Dernière note

Les rayons lunaires, filtrés par les rideaux de soie délavés, déversent dans la pièce une lumière douce et glaciale. Ils éclairent faiblement le piano à queue abandonné, sale, poussiéreux, tristement planté là, attendant que des doigts viennent le caresser. Il ne demande qu'à frissonner de son chant mélodieux, d'emplir la pièce d'un souffle harmonieux.

Puis la porte s'ouvre. Elle s'avance. Ses pieds frôlent à peine le sol, soulèvent vaguement la couche de poussière. Elle s'asseoit sur le banc et laisse traîner ses doigts sur les touches noires et blanches, miroir de son âme torturée entre le jour et la nuit.

Puis des notes retentissent. Elle est partie. Ses mains se baladent tranquillement sur le piano heureux de revivre. Il laisse échapper ses cris plaintifs dramatiques avec une intensité inédite à chaque arpège.

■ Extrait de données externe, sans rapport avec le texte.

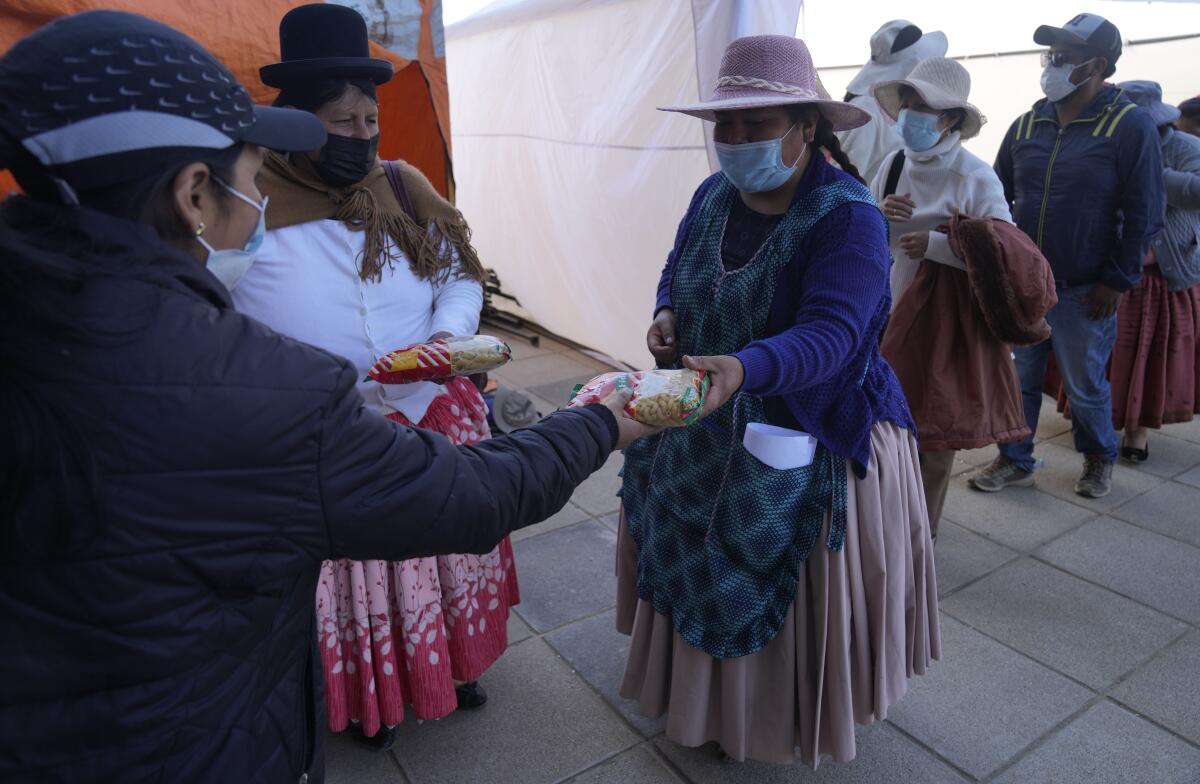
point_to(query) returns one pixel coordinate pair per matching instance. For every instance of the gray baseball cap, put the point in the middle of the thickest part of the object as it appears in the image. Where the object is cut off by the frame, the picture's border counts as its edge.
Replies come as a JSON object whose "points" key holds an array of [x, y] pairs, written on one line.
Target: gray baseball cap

Soudain tout vit, les rayons lunaires éclairent l'ensemble de la pièce, la poussière disparaît, l'obscurité s'efface, la cadence s'accélère, macabre mais magique. Les rideaux se mettent à danser, elle se met à chanter, de l'herbe pousse, des oiseaux vont et viennent, des papillons se posent sur ses jambes translucides.

Puis brusquement tout s'arrête. Sa main suspendue au-dessus de la dernière note est incapable d'appuyer. Le souvenir de cette dernière partition hante ses globes oculaires sombres. Le temps semble se suspendre.

Puis des larmes amères perlent au coin de ses yeux vides, des larmes rouges, et les oiseaux explosent, les papillons perdent leurs ailes, l'herbe fume et redevient poussière, les rideaux se déchirent, le piano pleure.

Elle se lève, laisse sa mélodie en suspend, s'en va, sans un regard en arrière.

Sur le clavier, les touches blanches sont désormais rouges, les touches noires rient de son malheur. Les rayons lunaires rétrécissent, l'obscurité revient, comme elle revient dans son cœur. Comme elle reviendra demain, et le jour d'après, et le jour encore d'après.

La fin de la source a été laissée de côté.